In the scene in which Heathcliff and Edgar fight, we see that Catherine is steadily becoming more evil herself. We could argue that she is a good person at heart, but her relationship with Heathcliff is dragging her down into the darkness. She is seen as not able to resist the evil he carries with him. She becomes confused and frustrated and angry she, trying to figure out what is going on and how to deal with Heathcliff’s rage.
In truth, she could keep her sanity and goodness only if she left Heathcliff and never had anything to do with him again. But she is tied to him by a power reaching back to their childhood. It is a connection, which is not rational, so her reason is completely useless in trying to figure out Heathcliff or her love for him.
It is clear to the reader; however, that she is becoming more and more like Heathcliff the more she stands by him or has anything to do with him:
I want to frighten (Edgar)… I’m certain I should recriminate, and
God knows where we should end! …. Heathcliff’s talk was outrageous….
The fool’s-craving to hear evil of self that haunts dashes all wrong
some people like a demon…. I did not care, hardly, what they did to each other
(i.e., Heathcliff and Edgar), especially as I felt that….we should all be driven
asunder for nobody knows how long…. I’ll try to break their hearts by breaking
my own (155).
This is a woman who is becoming insane, if not evil. She is driven to hurt those who are hurting her, just as Heathcliff tries to hurt Edgar. The love between Heathcliff and Catherine even at this point in the novel seems clearly hopeless. Heathcliff is not sane enough to see reality, to let go of the past, and to love a woman who loves him in a healthy way. He is out of control. He cannot resist following his angry emotions. And Catherine does not have the mental or emotional skills to see Heathcliff for what he is and to get out of the relationship. She is tied to him, for better or worse, just as he is tied to her. Her goodness is not strong enough to stand up to his evil. The only hope she has to save herself is to leave him and never have anything to do with him again, but she is not strong enough to take such a step.
Catherine becomes sick and weak as she tries to deal with the madness and evil brought into her life by Heathcliff. When Heathcliff comes to her on her sickbed, she shows him, and us; how far down she has sunk into the darkness. Long gone is the sweet, loving, warm and playful girl who we met at the beginning of the book. Her love for Heathcliff is destroying her, and turning her into a person who wants to do harm in return for the harm, which has been done to her.

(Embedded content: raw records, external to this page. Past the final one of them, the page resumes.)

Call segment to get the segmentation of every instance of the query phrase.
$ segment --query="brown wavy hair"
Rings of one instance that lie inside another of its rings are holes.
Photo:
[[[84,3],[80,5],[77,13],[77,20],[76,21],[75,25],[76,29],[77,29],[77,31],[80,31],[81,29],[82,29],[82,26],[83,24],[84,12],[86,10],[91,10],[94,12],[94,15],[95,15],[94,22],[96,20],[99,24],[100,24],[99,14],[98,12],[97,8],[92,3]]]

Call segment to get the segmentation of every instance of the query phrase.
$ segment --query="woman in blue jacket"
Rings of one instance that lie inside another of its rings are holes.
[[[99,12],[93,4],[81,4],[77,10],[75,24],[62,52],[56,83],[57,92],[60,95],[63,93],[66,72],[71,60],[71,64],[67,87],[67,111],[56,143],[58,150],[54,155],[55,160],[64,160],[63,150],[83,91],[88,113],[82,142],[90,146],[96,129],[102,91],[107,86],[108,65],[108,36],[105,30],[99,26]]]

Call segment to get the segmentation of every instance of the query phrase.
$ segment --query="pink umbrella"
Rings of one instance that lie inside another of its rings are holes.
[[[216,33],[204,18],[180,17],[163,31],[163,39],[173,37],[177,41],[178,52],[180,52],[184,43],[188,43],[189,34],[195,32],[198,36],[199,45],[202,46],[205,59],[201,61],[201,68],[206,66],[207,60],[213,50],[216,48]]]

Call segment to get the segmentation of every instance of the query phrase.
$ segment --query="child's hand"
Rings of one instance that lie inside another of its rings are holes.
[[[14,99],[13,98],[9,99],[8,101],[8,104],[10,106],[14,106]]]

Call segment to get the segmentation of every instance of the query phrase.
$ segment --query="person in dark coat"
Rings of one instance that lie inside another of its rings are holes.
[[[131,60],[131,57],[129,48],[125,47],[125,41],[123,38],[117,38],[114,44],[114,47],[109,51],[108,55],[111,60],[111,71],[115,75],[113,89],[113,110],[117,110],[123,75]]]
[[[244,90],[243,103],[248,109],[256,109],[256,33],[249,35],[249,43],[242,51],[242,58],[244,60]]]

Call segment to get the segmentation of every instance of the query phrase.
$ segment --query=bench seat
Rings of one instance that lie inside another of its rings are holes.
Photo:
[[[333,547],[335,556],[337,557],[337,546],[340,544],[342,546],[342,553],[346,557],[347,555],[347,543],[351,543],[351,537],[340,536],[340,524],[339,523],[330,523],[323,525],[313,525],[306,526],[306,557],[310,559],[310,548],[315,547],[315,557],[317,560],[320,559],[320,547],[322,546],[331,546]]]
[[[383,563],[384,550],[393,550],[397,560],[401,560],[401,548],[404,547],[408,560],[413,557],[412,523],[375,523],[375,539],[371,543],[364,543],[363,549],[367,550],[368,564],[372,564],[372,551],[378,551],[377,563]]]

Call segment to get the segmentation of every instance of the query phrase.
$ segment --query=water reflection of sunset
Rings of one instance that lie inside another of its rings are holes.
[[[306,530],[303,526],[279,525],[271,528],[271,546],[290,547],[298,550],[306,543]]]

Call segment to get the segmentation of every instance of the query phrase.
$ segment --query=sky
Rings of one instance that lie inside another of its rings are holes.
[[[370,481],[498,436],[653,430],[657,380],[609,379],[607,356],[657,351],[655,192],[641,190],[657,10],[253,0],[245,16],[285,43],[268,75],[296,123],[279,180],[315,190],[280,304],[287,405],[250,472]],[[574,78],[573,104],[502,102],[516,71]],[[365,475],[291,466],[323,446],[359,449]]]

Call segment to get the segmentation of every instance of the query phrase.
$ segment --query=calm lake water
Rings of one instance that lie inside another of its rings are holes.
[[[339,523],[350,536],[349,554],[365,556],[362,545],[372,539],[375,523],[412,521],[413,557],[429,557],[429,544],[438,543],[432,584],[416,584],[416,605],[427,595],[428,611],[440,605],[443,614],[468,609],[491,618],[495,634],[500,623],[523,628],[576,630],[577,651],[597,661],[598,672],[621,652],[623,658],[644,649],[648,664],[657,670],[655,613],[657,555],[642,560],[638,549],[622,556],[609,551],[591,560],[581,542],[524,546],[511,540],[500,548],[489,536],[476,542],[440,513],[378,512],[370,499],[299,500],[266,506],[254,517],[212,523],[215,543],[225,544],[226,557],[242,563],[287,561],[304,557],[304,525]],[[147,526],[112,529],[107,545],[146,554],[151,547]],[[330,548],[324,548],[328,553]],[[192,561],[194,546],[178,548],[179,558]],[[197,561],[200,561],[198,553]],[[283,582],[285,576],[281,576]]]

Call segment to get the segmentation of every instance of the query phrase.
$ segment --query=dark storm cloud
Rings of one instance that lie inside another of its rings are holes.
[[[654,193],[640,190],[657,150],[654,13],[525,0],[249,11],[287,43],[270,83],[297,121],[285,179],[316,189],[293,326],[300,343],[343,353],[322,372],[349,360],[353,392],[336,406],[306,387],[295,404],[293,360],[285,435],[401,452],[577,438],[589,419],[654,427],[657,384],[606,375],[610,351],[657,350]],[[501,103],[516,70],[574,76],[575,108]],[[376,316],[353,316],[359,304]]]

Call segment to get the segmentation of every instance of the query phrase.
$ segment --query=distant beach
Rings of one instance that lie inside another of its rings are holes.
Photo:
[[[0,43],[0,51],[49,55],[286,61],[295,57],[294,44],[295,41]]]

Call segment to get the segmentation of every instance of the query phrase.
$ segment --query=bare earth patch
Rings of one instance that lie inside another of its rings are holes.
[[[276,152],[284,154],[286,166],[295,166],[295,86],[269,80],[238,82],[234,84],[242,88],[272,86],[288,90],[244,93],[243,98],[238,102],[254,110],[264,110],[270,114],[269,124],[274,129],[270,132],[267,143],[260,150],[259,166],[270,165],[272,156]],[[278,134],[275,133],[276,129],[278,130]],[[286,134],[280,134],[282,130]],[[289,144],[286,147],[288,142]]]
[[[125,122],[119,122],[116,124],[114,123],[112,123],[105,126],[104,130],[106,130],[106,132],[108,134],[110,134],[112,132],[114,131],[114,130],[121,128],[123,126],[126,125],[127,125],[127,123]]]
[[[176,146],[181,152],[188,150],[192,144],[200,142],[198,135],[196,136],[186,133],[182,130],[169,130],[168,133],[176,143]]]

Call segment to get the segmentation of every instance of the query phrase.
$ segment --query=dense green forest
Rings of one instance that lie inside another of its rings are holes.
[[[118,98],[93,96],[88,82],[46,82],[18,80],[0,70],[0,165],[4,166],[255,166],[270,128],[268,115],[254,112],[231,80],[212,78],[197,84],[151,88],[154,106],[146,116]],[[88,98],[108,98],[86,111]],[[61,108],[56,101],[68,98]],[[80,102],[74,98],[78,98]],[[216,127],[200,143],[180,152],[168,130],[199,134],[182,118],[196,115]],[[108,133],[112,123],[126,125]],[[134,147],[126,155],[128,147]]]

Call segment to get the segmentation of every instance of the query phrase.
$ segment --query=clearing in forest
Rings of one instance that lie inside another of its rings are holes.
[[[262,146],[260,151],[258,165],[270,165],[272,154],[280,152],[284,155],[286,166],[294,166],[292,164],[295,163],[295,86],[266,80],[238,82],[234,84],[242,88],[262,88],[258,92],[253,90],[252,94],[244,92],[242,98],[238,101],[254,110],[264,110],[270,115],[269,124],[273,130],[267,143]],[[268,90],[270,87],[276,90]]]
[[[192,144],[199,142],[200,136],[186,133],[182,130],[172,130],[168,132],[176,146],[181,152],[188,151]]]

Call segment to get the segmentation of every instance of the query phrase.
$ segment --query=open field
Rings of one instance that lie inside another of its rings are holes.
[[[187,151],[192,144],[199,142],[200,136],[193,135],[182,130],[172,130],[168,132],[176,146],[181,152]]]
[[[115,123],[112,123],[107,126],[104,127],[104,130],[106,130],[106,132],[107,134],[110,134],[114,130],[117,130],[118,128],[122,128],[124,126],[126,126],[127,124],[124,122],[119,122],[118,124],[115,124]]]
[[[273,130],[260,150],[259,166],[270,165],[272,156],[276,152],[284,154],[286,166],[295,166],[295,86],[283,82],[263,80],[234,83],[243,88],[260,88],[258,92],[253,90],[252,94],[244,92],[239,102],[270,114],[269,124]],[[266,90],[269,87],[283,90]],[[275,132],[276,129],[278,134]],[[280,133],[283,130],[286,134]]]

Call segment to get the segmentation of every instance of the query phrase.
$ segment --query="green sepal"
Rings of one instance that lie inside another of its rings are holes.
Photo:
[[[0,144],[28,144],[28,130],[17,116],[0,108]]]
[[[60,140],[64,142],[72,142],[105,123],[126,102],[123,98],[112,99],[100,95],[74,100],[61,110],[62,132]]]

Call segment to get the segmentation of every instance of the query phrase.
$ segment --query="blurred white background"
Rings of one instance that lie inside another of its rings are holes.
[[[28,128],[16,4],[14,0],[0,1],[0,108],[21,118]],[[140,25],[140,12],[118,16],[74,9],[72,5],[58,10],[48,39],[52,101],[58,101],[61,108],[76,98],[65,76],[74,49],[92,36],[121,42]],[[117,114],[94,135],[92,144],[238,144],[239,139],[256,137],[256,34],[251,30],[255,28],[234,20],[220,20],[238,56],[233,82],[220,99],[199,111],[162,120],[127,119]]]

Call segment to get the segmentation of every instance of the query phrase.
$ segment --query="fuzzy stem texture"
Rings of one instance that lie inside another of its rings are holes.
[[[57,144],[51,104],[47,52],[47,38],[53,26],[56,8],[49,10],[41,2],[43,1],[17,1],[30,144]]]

When Nelly comes to see her, she sees Catherine as one doomed to decay “the flash of her eyes had been succeeded by a dreamy and melancholy softness.” And when Heathcliff comes to see her, it is clear to Nelly that Heathcliff sees Catherine dying as well: “The same conviction had stricken him as me, from the instant he beheld her, that there was no prospect of ultimate recovery there— she was fated, sure to die” (193-194).
If Heathcliff truly loved Catherine, he would leave her life forever, for that is the only way she could ever recover. However, the two are so deeply connected by this time that even if he did leave her out of love, she would probably still not recover. This is the evil out of their love— it makes them weak, insane, unhappy, and willing and eager to do harm in return for harm done them.
Here is Catherine expressing her sickness and rage to Heathcliff, in a way which makes her sound as evil as Heathcliff himself:
I shall not pity you, not I. You have killed me—and thriven on it, I think. How
strong you are! How many years do you mean to live after I am gone… I wish
I could hold you till we were both dead! I shouldn’t care what you suffered. I care
nothing for our sufferings. Why shouldn’t you suffer? I do! (195).
Catherine evilly says that Heathcliff will forget her someday and love many other women. He responds, “Don’t torture me till I’m mad as yourelf” (1950).
Clearly, this is a relationship, which might be called love, in an extreme and romantic sense. But it is even more certainly a relationship, which by this time has become destructive and evil. These are two people who are tied together by feelings, which we do not normally think of when we think of love. Today psychologists would call their relationship a co-dependant. Such an analysis would not blame the evil Heathcliff for corrupting the good Catherine. Instead, the two personalities would be seen as equally at fault. They would be labeled as two psychologically unhealthy people who found each other so they could work out their problems. Catherine needed Heathcliff as much as he needs her. However, with no professional help from outside, and without a strong religious faith to give them perspective, Heathcliff and Catherine are hopelessly lost. The evil, which draws them together, is bigger than both of them. They do not have the knowledge or skills to desire to save themselves. To change themselves, they would have had to know themselves first, and neither of them is able to do that. Heathcliff is controlled by his rage and pride, and Catherine is controlled by her weakness, her beliefs that she needs Heathcliff to be complete.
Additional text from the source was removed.